Will Pittsburgh shooting change how the law regards weblogs?
A local shooting has caused a lot of national concern, and has again raised the issue of whether or not local and federal officials should police Internet blogs in an effort to prevent crime.
Similar concerns were raised after the Columbine shootings in 1999, in which one of the perpetrators made death threats against other students and proclaimed his hatred for society on his personal blog.
The shooting, which took the lives of three and left many others wounded, still has Pittsburgh reeling and wondering if such a crime could have been prevented. This is especially the case as the alleged shooter, George Sodini, was quite vocal about his desire to kill on his web site.
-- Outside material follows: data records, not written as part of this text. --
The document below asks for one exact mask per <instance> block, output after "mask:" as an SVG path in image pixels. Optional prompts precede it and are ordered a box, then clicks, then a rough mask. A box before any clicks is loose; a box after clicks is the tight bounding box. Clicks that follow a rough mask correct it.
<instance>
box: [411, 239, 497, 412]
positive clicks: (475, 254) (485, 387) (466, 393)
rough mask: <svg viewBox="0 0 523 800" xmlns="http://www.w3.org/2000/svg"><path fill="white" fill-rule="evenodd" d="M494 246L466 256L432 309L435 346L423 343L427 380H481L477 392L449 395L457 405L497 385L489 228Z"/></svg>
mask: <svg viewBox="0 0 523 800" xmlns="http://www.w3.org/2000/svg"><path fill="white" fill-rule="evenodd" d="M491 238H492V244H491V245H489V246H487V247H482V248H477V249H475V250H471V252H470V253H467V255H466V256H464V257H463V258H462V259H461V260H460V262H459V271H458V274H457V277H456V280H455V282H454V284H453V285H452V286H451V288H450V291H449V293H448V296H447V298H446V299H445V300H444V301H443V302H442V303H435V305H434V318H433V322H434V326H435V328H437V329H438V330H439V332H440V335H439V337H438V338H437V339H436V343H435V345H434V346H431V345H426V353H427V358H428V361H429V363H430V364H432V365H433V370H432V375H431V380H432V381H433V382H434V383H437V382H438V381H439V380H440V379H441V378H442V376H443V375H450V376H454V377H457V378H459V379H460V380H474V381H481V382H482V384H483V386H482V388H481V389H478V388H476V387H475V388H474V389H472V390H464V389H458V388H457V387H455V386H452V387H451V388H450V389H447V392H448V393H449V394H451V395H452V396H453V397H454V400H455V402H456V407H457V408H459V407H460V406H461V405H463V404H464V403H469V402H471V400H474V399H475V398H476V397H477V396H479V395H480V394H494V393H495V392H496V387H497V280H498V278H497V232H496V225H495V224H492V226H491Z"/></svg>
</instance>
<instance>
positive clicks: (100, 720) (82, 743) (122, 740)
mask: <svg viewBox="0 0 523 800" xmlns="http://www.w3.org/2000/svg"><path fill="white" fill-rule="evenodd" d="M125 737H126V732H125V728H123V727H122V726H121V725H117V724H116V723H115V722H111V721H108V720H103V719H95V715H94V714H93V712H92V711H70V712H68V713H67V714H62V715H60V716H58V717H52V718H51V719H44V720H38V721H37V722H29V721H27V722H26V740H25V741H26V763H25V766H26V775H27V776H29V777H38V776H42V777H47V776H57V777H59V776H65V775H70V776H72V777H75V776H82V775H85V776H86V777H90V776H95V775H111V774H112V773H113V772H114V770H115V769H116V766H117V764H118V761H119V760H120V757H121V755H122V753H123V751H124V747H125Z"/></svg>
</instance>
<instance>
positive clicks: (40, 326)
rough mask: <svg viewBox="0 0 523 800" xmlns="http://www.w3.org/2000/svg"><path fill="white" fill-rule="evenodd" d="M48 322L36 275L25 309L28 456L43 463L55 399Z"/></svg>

While his site was taken down following the shooting, in which he also took his own life, the New York Times reported that he had posted details of the attack. While the blog was taken down afterward, ABC News posted much of its content.
On the local talk radio shows, many Pittsburghers vented their frustration as well as their sadness, and some questioned whether law enforcement should police blogs in the same way as the NSA monitors for terrorist activity. Sodini, for example, posted as far back as January 6th of his intent to bring loaded weapons with him and hinted at his desire to kill. On August 3 Sodini made a very clear threat, stating that “Tomorrow is the big day” and that he “will not be embarrassed because, well, I will be dead.”
While such efforts would certainly appease our desire, born out of grief, to do something, many questions remain. Would such activity really prevent tragedies from happening, or would the number of “false positives” overburden an already taxed police force? While it certainly seems that Sodini was a ticking time bomb after the fact, would his postings alone be enough to warrant arrest, even if no crime had been committed?
Answers aren’t forthcoming, unfortunately. Only more sadness and loss after another senseless act of violence.